Réponse de la Cour. En premier lieu, la Cour Suprême relève qu’aucun échange entre les parties, antérieur à la signature du contrat ne fait illusion à la procédure arbitrale pour le règlement des différends. Puis dans un second temps, que la clause compromissoire stipulée dans l’une des offres correspondait à une clause des conditions générales rédigée en langue espagnole, confortait le caractère standardisé de cette dernière, dans les contrats de la demanderesse. Enfin, les Hauts magistrats relèvent que la cliente ne maîtrisant pas la langue espagnole, dans une affaire de succession complexe et litigieuse dans laquelle elle voulait bénéficier de conseils éclairés, n’était pas en mesure de négocier dans un rapport équilibré, les termes d’une clause compromissoire, peu importe qu’elle ait à ses côtés la présence d’un employé de banque.
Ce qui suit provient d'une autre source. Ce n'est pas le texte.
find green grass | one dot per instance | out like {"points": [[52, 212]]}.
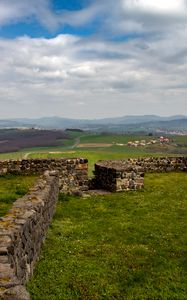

La Cour suprême conclut que la cour d’appel n’a pas inversé la charge de la preuve, et déclare le moyen non fondé.

Dans un troisième temps, la demanderesse fait grief à l’arrêt de rejeter son exception d’incompétence des juridictions françaises et de renvoyer l’affaire devant le tribunal déjà saisi et en conséquence d’avoir privé de base légale la décision au regard des articles 17 et 18 du Règlement n° 1215/2012 du 12 décembre 2012 (N° Lexbase : L9189IUU). L’intéressée invoque que les dispositions de ces articles ne sont pas applicables au contrat de prestation de services juridiques conclu avec un avocat. La requérante énonce également que le juge doit caractériser, par une appréciation globale et concrète, la volonté du professionnel d’établir des relations commerciales avec des consommateurs d’un ou d’autres Etats membres. Enfin, elle relève plusieurs autres arguments sur les constatations des juges d’appels effectuées sur son site internet et énonce que le juge devait caractériser la volonté du professionnel à diriger ses activités vers un Etat en particulier. En l’espèce, la cour avait relevé que certains membres de cette société exerçaient en France. Sur ce point, la demanderesse indique qu’il s’agissait de personnes juridiques autonomes et distinctes de sa société.

Réponse de la Cour. Sur ce troisième point, la Cour suprême après une démonstration détaillée, conclut, qu’il ressort des énonciations de la demanderesse et constatations effectuées, que cette dernière dirigeait « son activité professionnelle au-delà de la sphère territoriale de son barreau de rattachement, en proposant ses services à une clientèle internationale, domiciliée notamment en France, de sorte qu'en sa qualité de consommateur, Mme B, domiciliée en France, pouvait porter son action devant les juridictions françaises ».

Solution de la Cour. Énonçant les solutions précitées, la Cour suprême rejette le pourvoi.

 

Cet arrêt fera l’objet d’un commentaire approfondi par le Professeur Dominique Vidal, à paraître dans la revue Lexbase, Droit Privé, n° 840 du 14 octobre 2020.